The service covers 89 non-fee-paying schools in all nine provinces. In June the Foundation will serve its 50-millionth breakfast. Those are impressive figures — until you consider what they’re up against.
"The reality is that there are 8.8-million kids receiving a free school lunch, so although we are doing great work we are barely scratching the surface," Absolom says.
"We go to the poorest of the poor in pockets of deprivation where the lunch meal doesn’t suffice in meeting the nutritional needs of these learners. Breakfast is important because some of these children haven’t had supper, so there’s a 17-hour gap without a meal."
The Foundation is funded by food manufacturer Tiger Brands, which donates 5% of its dividends to the work. Last year it spent R32m and in the five years since being established, it has spent R117m.
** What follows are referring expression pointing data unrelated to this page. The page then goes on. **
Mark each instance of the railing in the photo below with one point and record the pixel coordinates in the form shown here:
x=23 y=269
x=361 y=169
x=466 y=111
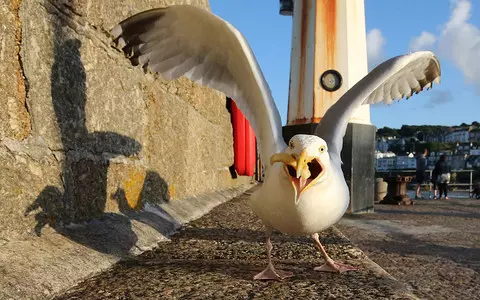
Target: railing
x=429 y=184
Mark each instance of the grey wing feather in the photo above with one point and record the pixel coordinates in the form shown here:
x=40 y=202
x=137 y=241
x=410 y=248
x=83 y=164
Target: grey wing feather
x=183 y=40
x=394 y=79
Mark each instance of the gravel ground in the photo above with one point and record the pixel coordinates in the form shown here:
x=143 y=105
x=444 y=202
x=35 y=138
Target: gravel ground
x=216 y=256
x=434 y=245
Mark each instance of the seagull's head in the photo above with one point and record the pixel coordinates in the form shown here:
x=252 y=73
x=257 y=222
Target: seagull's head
x=305 y=162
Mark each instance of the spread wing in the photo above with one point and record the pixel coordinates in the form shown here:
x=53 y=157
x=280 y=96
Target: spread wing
x=393 y=79
x=183 y=40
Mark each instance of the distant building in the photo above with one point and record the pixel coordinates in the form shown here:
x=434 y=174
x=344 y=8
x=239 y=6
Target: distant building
x=463 y=148
x=474 y=135
x=461 y=135
x=382 y=145
x=457 y=162
x=406 y=162
x=385 y=163
x=475 y=151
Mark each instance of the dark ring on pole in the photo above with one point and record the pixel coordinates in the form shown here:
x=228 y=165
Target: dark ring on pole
x=331 y=80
Each breakfast costs R2.22 a child and the meals rotate between Jungle Oats, Morvite, Mabele and Ace instant porridge to provide variety.
Every child in the selected school gets a breakfast, as well as every member of staff. "That takes away the discrimination, because we’re not singling out the poor ones," says Absolom.
Breakfast is served with each child sitting at a table and using a different cup, saucer and spoon every day. Little touches like that help to bring some dignity to the children, says Absolom.
"They sit with an educator supervising so it resembles a normal family meal. It’s not a breakfast programme with learners standing in a queue waiting to receive their ration."
The scheme goes far beyond dropping off food by the sackful and letting the school get on with it. At about 30 schools, the Foundation built a kitchen or repaired dilapidated facilities so there was somewhere to prepare the breakfasts.
It also pays a stipend to more than 300 food handlers who cook and serve the breakfasts. The handlers are already employed by the Department of Basic Education to serve school lunches, so this has extended their working hours and their income.
During school holidays, the Foundation delivers food hampers that are designed to feed whole families for two weeks.
"Many learners come back from the long holidays with malnourishment because of food insecurity in their community, so we provide food hampers that will stretch for two or three weeks to cover the most basic nutritional needs for a family of four to six people," Absolom says.
Education is another major component, targeting the food handlers, school principals, teachers and parents.
The scheme has no control over what the children eat after school each day, but it is trying to use its influence by holding education sessions for parents and teachers to highlight the importance of a healthy, balanced diet.
Food handlers are taught about safety in the kitchen and how to prepare food carefully so the nutritional value is maintained.
The principals are not just trained to manage the feeding programme, but are coached in how to manage all situations.
"We don’t come as Tiger Brands doing good work and swinging our hips around," says Absolom. "We try to coexist with the community — it’s about doing it with them and understanding their needs, so how the community sees us is a very important success factor. They see us as a partner, not a donor."
Because the Foundation’s resources are finite and the problem seems infinite, it wants to encourage other companies to replicate its model to reach thousands more schools.
The Foundation is willing to run the scheme on behalf of another company that covers the costs, or to share its knowledge and methodology to help another company replicate the work.
"Our programme isn’t looking for short-term intervention. We are saying: how do we transform this country?" says Absolom.
"If we really want to change the economics of these communities, it’s not an overnight thing. It’s not going to start with providing maths and science in matric, we have to intervene at a very early stage."
Providing the children with good nutrition and information about healthy eating gives them an improved chance of coming through the school system successfully and having a better opportunity in life.
"That’s perhaps Utopian, but it’s what’s needed in the South African context," says Absolom.